Het aantal samenwerkingsverbanden tussen uitgevers was, voor zover nu bekend, gering in de negentiende eeuw. Slechts 2% van het ruim 1000 titels tellende fonds van de Gebr. Diederichs in de periode 1828-1865 betrof gezamenlijke uitgaven, de fondsboeken van de Erven F. Bohn over de gehele negentiende eeuw vermelden slechts circa 9 samenwerkingsverbanden voor 16 titels (totale fonds circa 1500 titels), en het ruim 1400 titels tellende fonds van A.W. Sijthoff in de periode 1851-1886 bevat slechts 31 gezamenlijke producties, waarvan 16 uitgaven samen met Frederik Muller te Amsterdam en J.H. de Lange te Deventer voor de Maatschappij tot Nut van 't Algemeen. De meeste samenwerkingsverbanden waren eenmalig; slechts bij langlopende series, kostbare naslagwerken, woordenboeken en bij internationale ondernemingen werd langduriger samengewerkt.
Voor kapitale ondernemingen kozen uitgevers wel voor een vorm van samenwerken waarbij een van de compagnons tegenover de boekhandel als uitgever optrad en de namen van de andere compagnons niet in het impressum genoemd werden. Soms stond het compagnieschap op het titelblad vermeld. De oplage werd niet langer verdeeld onder de compagnons, maar de taken van het productie- en distributieproces werden verdeeld. Een voorbeeld van zo'n vast compagnieschap vormden de bevriende uitgevers A.W. Sijthoff, Martinus Nijhoff en D.A. Thieme. Deze samenwerking werd 'het driemanschap' genoemd en dit verzorgde in de tweede helft van de negentiende eeuw tal van (her)uitgaven van letterkundige werken, zoals de Romantische werken (1867-1872) van Jacob van Lennep en kostbare ondernemingen zoals Van Dales Woordenboeken en de eerste zeventien delen van het Woordenboek der Nederlandsche taal. Voor de laatstgenoemde uitgave werden ook de werkzaamheden verdeeld: het papier en de druk, het debiet in het buitenland, de afzet in Nederland, de hoofdadministratie en de verzending. Er vond eveneens een verdeling van de werkzaamheden plaats bij de uitgave van de Schoolbibliotheek-series (1871-1875). De uitgevers Sijthoff, D.A. Tieme en C.L. Brinkman kwamen spontaan tot deze samenwerking toen zij in hetzelfde jaar plannen voor deze uitgave maakten. Soms werkten uitgevers ook op andere terreinen samen. De Gebr. Diederichs en C.G. Sulpke kochten bijvoorbeeld voor gemeenschappelijke rekening op fondsveilingen; van sommige van deze restanten gaven zij later gezamenlijk goedkope herdrukken uit.

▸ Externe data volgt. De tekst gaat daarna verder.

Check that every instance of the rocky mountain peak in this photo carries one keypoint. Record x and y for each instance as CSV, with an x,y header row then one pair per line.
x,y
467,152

Een ander motief voor samenwerking was het vergroten van het afzetgebied. Uitgevers die hun titels ook in het buitenland wilden slijten, zochten contact met buitenlandse collega's. Het betrof hier werken in het Nederlands die bijvoorbeeld in België afgezet konden worden, oorspronkelijke werken, of vertalingen over de Nederlandse cultuur, taal, literatuur et cetera. Ook werd wel samengewerkt om een uitgave in meer talen te laten verschijnen.
In een contract tussen A.W. Sijthoff, de initiator, en J.P. van Dieren te Antwerpen voor een gezamenlijke heruitgave van de werken van Conscience, werden niet alleen de termijn van het gezamenlijke kopijrecht en de honorariumbepalingen vastgelegd, maar werd tevens bepaald dat Sijthoff met de verkoop in Nederland en Van Dieren met de verkoop in België zou worden belast. De zes delen verschenen in 1867-1870 in een oplage van 8550 exemplaren, waarvan Sijthoff 2250 exemplaren en Van Dieren 5250 exemplaren voor zijn rekening nam.
De Gebr. Diederichs werkten onder andere samen met de Duitse collega F.C.W. Vogel en de Librairie Belge te Brussel. Ook de samenwerking van de Erven F. Bohn met de Duitse uitgever Diesterweg in Frankfurt en de uitgever G. Kolff & Co. te Batavia illustreert het belang van samenwerking met buitenlandse collega's om een groter afzetgebied te bewerkstelligen.